Measurement of Gliadin and Glutenin Content of Flour by NIR Spectroscopy

Abstract Traditional NIR calibration methods rely on assembling a calibration set of samples and using procedures such as multiple linear regression or partial least squares to develop the calibration. The problem with this methodology is to assemble a calibration set which maximises the diversity of samples represented whilst minimising the intercorrelations between constituents, particularly total protein content and moisture content.
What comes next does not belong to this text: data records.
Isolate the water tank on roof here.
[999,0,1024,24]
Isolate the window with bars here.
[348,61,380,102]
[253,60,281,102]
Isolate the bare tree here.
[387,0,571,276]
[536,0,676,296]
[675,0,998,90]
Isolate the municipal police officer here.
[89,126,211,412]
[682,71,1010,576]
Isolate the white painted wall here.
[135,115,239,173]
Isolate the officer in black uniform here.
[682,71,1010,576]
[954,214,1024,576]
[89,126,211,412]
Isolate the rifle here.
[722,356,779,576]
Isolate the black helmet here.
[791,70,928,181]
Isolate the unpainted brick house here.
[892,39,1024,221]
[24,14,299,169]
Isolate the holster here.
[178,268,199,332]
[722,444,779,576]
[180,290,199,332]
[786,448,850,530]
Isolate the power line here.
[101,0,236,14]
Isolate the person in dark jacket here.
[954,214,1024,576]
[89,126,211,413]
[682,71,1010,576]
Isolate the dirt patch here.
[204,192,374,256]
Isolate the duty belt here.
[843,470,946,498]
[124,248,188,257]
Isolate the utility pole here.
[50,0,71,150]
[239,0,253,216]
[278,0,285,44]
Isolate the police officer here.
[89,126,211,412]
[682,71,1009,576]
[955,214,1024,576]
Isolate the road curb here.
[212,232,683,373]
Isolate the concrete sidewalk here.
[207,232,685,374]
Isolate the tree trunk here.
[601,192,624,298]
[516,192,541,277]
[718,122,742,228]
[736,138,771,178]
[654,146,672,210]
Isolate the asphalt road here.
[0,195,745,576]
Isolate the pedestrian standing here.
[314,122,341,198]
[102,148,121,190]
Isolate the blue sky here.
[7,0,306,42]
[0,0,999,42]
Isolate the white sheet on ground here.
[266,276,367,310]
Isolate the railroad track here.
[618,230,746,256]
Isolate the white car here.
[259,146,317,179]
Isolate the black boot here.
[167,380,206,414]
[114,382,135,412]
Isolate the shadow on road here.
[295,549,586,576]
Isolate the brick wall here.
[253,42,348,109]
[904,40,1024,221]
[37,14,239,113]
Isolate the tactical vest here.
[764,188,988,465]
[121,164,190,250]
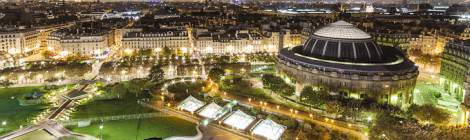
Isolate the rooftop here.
[313,21,372,39]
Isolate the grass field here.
[0,87,49,134]
[69,117,197,140]
[72,99,153,119]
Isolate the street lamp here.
[99,124,104,139]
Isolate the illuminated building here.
[410,34,447,56]
[440,41,470,106]
[278,21,418,108]
[47,32,109,58]
[0,29,40,56]
[122,29,190,53]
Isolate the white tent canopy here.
[178,96,205,112]
[252,119,286,140]
[199,102,223,120]
[224,110,255,130]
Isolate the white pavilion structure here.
[178,96,205,113]
[198,102,224,120]
[223,110,256,130]
[251,119,287,140]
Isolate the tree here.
[325,101,344,115]
[0,80,13,88]
[208,68,225,82]
[149,65,165,82]
[410,105,450,124]
[162,46,173,56]
[300,86,327,108]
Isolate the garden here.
[0,87,52,134]
[69,117,197,140]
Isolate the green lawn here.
[0,87,49,134]
[69,117,197,140]
[72,98,153,119]
[413,83,444,105]
[13,130,56,140]
[72,82,154,119]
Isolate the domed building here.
[278,21,418,108]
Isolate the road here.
[0,43,121,140]
[218,88,369,140]
[160,77,369,140]
[140,101,254,140]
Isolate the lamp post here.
[100,123,104,140]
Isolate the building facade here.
[0,30,41,56]
[121,29,190,52]
[47,32,109,58]
[439,40,470,106]
[278,21,418,108]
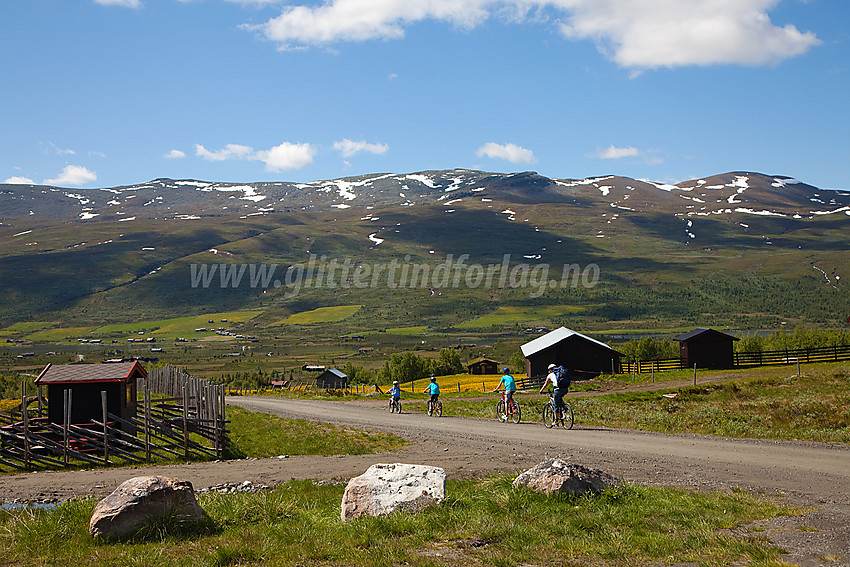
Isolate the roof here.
[322,368,348,378]
[35,361,148,384]
[520,327,614,357]
[673,327,740,341]
[466,356,499,366]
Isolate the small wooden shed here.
[35,360,148,425]
[316,368,348,389]
[466,356,499,374]
[673,327,739,369]
[520,327,621,378]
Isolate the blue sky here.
[0,0,850,189]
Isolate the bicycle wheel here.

The application of NIR measurements of grain has moved beyond simply measuring protein and moisture content. There is now considerable interest in using NIR to measure a range of quality parameters such as Extensograph extensibility and maximum resistance. These parameters are not themselves represented in the NIR spectrum, but are a direct result of the protein composition of the sample. Consequently, a method for predicting the protein composition would be useful. In this paper, we present the results of a comparison of a curve fitting methodology and the more usual partial least squares curve fitting of the component protein spectra, using samples obtained from a wheat breeders» trial. Gliadin and glutenin contents were measured by SE-HPLC and used to develop a partial least squares calibration and the results compared with a curve-fitting methodology. For the situation examined here, the curve fitting methodology did not perform as well as partial least squares calibration. For glutenin, SEP=0·65 for the curve fitting compared to SECV=0·38 for a traditional PLS calibration. However, the results from the curve-fitting are independent of the total protein content and show sufficient discrimination for potential use in sample protein ranking.